Scale up when total_queue_length > target × num_replicas
Scale down with longer cooldown to avoid oscillation
Min/max bounds prevent under- or over-provisioning

Fault Tolerance¶

Health Monitoring¶

Replicas receive periodic __ping__() calls (default: every 10 seconds)
After N consecutive failures (default: 3), a replica is marked unhealthy and excluded from routing
Unhealthy replicas can recover automatically if they start responding again

Replica Recovery¶

Ray actors with max_restarts restart automatically on crash
New replicas receive @initialize_deployment hooks
Failed requests return full tracebacks to the caller; the replica continues processing

Error Propagation¶

Errors are captured with full type information and remote tracebacks:

class DeploymentResponse(BaseModel):
    status: DeploymentResponseStatus  # SUCCESS | ERROR
    result: Any                       # Result if successful
    error: str | None                 # Error message
    error_type: str | None            # Exception class name
    traceback: str | None             # Remote traceback

Multi-Tenancy¶

Explain multi-tenancy in detail

Explain how RoutingHints.tenant_id enables tenant-aware routing, how VCM tracks pages per tenant, and how deployments can implement tenant isolation or sharding strategies. Also explain how resource usage and costs can be tracked per tenant in the session manager.

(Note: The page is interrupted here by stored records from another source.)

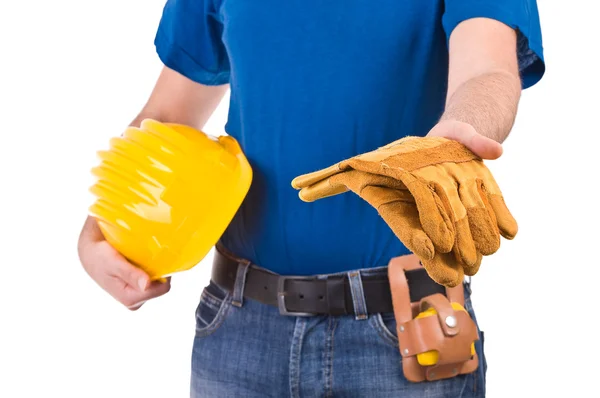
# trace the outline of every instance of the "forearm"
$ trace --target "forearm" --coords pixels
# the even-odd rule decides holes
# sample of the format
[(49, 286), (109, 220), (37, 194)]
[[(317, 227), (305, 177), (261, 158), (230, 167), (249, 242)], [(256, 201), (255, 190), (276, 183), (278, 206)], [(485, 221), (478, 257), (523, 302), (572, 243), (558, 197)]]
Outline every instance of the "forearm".
[(130, 125), (139, 126), (144, 119), (155, 119), (201, 130), (227, 90), (227, 85), (201, 85), (164, 67), (148, 101)]
[(448, 97), (441, 121), (468, 123), (497, 142), (503, 142), (513, 127), (521, 82), (506, 71), (491, 71), (468, 79)]

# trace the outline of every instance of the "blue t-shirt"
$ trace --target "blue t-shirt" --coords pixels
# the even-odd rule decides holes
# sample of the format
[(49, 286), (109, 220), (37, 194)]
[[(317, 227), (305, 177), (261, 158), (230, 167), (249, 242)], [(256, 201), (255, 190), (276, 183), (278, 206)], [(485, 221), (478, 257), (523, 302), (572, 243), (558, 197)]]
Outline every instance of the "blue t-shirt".
[(168, 0), (160, 59), (198, 83), (230, 84), (225, 130), (254, 171), (224, 246), (295, 275), (409, 253), (355, 194), (304, 203), (290, 183), (427, 134), (444, 107), (450, 33), (472, 17), (517, 29), (523, 88), (542, 77), (535, 0)]

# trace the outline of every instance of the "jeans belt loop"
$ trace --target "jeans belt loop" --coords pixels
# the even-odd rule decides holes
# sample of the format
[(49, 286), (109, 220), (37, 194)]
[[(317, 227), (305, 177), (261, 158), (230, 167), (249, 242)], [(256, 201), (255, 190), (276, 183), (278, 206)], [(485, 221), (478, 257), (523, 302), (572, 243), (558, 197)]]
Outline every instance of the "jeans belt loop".
[(367, 301), (365, 300), (360, 271), (348, 272), (348, 280), (350, 282), (350, 293), (352, 293), (355, 319), (357, 321), (367, 319)]
[(231, 304), (241, 307), (244, 303), (244, 286), (246, 285), (246, 275), (250, 268), (250, 261), (240, 262), (235, 275), (235, 284), (233, 285), (233, 297)]

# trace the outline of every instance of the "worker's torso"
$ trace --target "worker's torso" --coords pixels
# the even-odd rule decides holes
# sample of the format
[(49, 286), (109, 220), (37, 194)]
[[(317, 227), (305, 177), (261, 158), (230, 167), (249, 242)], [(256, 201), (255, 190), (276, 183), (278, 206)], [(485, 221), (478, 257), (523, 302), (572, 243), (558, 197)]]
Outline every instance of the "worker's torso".
[(223, 244), (285, 274), (408, 253), (353, 193), (304, 203), (290, 182), (435, 124), (447, 81), (442, 1), (216, 2), (231, 66), (226, 131), (254, 170)]

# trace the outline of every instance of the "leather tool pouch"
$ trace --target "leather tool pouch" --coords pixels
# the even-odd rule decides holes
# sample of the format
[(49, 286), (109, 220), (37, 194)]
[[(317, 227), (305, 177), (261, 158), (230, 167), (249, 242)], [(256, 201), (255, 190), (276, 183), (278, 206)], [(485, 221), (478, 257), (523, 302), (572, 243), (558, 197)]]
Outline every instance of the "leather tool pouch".
[[(421, 382), (475, 371), (479, 364), (473, 349), (479, 339), (477, 325), (466, 311), (455, 310), (451, 304), (464, 308), (462, 284), (446, 288), (446, 296), (436, 293), (411, 303), (405, 271), (417, 267), (416, 257), (404, 256), (393, 259), (388, 268), (404, 376)], [(428, 308), (435, 311), (430, 310), (429, 316), (418, 315)]]

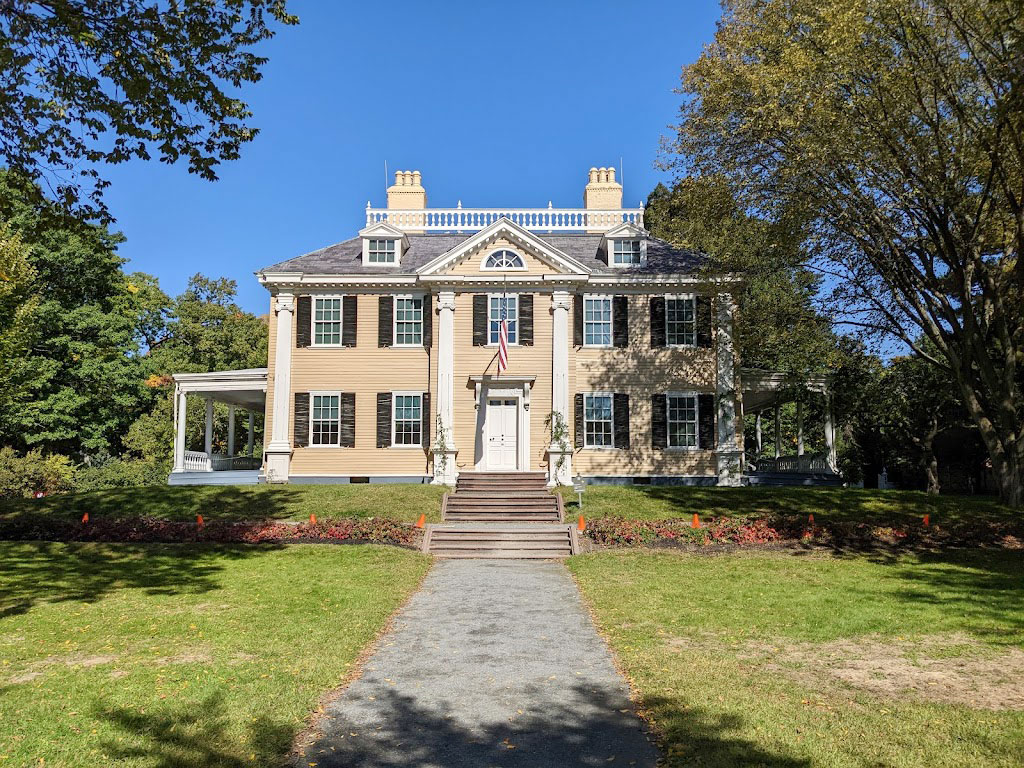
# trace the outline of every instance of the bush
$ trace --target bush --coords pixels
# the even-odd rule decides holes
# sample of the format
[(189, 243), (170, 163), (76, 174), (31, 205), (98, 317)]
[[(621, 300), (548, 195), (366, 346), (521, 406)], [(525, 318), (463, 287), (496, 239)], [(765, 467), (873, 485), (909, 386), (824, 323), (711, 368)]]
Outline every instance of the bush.
[(96, 491), (102, 488), (163, 485), (167, 482), (169, 471), (169, 467), (156, 461), (108, 459), (102, 464), (79, 469), (75, 489)]
[(40, 450), (19, 456), (13, 448), (0, 448), (0, 499), (67, 493), (74, 487), (75, 466), (67, 456), (45, 456)]

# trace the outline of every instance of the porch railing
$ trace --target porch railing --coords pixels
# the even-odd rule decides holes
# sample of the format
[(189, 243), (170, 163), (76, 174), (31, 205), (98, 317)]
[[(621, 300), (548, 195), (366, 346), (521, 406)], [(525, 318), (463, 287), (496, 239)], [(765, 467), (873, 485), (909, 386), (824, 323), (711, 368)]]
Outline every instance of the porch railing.
[(824, 472), (831, 474), (834, 470), (829, 466), (828, 458), (823, 455), (780, 456), (760, 458), (751, 462), (756, 472)]
[(185, 451), (186, 472), (212, 472), (210, 457), (203, 451)]
[(213, 454), (210, 457), (210, 464), (214, 472), (224, 472), (231, 469), (259, 469), (262, 459), (254, 456), (221, 456)]
[(388, 223), (423, 232), (475, 232), (505, 218), (523, 229), (544, 232), (607, 231), (620, 224), (644, 225), (643, 208), (366, 208), (366, 225)]

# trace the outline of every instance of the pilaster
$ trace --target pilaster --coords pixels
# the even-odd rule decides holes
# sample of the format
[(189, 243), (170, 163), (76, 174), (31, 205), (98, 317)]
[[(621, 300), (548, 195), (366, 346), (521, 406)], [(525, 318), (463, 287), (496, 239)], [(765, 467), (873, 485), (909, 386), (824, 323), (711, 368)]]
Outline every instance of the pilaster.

Colony supports multi-tenancy through RoutingHints.tenant_id:

Routers can implement tenant-aware sharding (route tenant A to replicas 1-3, tenant B to replicas 4-6)
VCM tracks pages per tenant via VirtualPageTableState.tenant_pages
Blackboard scopes can be tenant-isolated
Different tenants can use different model configurations

Service Discovery¶

Deployments discover each other using serving.get_deployment (which uses Ray's actor naming under the hood):

# Within any deployment (safe after @on_app_ready)
vcm = serving.get_deployment(serving.get_my_app_name(), VCMDeployment)
session_mgr = serving.get_deployment(serving.get_my_app_name(), SessionManagerDeployment)

Deployment handles are cached after first lookup. Environment variables (POLYMATHERA_APP_NAME, POLYMATHERA_DEPLOYMENT_NAME, POLYMATHERA_REPLICA_ID) are propagated to all replicas for self-identification.

LLM Cluster Management¶

Explain how fields of LLMClientRequirements map to LLM types

Colony manages a heterogeneous cluster of LLM deployments (one or more deployments of self-hosted vLLM possibly with different models, remote API models) with unified routing and memory management:

Each model type gets its own VLLMDeployment with independent scaling
LLMClientRequirements in routing hints match requests to compatible models (context window, capabilities)
VCM coordinates KV cache state across all LLM replicas
Page loading and eviction decisions are cluster-wide, not per-replica

This is a key differentiator: Colony treats the LLM cluster as a unified resource with cluster-level memory management, not as isolated inference endpoints.